Ilich, a media composer, artist, novelist, and a conceptual artist has begun working along the lines of activism, especially in the Chicano community. His rich understanding of counter culture spans from indigenous people of Mexico to the current state of Hacktivism in our current political climate.
Before speaking at the event a table was set up under the shadow of Wild Song, where Ilich set up the ancient Aztec board game, Patolli made by Comm 343 students, to play. Patolli is a bartering game, where players bid trinkets to move forward across the cross shaped board.
After playing Patolli, Ilich spoke to the audience about his involvement in politics, which began when he was a teenager. As his role in activism, specifically hacktivism, grew the more involved he became in helping others through alternate systems.
To bypass the inflation of the dollar he created his own bank. He runs his own business currently that sells coffee in Williamsburg with a bartering system, similar to the bartering system in the Patolli board game students played earlier that day.
The coffee he sells is farmed by indigenous workers in Mexico, The financial model connects financial bubbles and models of investment banking. When Ilich asked how he effectively makes money for the causes he supports he stated that, “Insurgent finance is the key.”
A personal interview with Fran Ilich revealed even more testament to his wisdom. As a college student, the interviewer felt compelled to ask Ilich how he copes with deadlines. Surprisingly, he says he copes with deadlines “poorly”.
The cause of his promptness is due to the efficiency and attitude of the institution he is working for. The poor attitude demonstrated in Ilich is shown on his performance on tasks at hand.
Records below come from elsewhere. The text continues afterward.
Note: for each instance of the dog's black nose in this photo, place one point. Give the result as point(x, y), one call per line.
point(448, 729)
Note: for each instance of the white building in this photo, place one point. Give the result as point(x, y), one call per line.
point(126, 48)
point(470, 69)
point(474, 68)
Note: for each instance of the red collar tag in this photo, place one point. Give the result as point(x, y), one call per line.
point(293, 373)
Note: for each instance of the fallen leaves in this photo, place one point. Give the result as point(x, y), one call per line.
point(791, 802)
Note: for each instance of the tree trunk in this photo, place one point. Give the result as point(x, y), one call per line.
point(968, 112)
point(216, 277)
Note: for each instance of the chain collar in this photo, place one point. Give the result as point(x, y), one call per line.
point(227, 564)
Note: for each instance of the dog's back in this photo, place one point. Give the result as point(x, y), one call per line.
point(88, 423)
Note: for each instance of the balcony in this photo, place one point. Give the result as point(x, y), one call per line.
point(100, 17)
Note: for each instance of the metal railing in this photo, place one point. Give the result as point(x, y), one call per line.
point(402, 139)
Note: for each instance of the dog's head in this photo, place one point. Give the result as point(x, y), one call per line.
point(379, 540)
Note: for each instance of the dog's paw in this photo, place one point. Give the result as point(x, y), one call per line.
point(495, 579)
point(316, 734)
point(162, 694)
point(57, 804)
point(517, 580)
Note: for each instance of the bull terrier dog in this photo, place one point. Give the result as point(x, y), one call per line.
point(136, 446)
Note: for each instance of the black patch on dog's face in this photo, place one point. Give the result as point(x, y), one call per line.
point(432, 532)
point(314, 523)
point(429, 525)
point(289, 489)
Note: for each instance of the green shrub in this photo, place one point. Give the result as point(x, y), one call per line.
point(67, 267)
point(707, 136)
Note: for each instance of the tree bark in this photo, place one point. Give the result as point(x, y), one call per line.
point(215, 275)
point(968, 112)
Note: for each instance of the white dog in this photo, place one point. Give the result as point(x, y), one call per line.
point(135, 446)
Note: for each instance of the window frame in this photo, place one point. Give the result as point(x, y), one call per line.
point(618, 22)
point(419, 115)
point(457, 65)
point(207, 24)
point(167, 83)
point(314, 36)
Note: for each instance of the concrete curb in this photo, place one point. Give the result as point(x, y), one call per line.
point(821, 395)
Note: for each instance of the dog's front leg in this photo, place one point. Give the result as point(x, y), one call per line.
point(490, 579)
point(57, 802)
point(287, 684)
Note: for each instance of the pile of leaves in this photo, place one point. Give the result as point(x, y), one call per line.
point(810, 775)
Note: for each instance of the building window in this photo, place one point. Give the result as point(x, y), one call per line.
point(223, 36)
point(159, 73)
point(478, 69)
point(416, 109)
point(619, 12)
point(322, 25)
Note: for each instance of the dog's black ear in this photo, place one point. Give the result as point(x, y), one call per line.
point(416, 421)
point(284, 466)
In Ilich's favor with all due respect with other institutions, he is prompt with his deadlines and tasks.
Deadlines as described by Ilich, “A lot of things that are dealt through deadlines, you don’t really care about.” Whether that is a comfort or a discomfort to the procrastinating student remains to be seen.
After the visit to campus, Ilich left to continue working on his various projects. Producing a new documentary film called “Fran and Gabby,” a mutual project with his partner Gabby exhibiting their lives in terms of occupation, errands, and networking.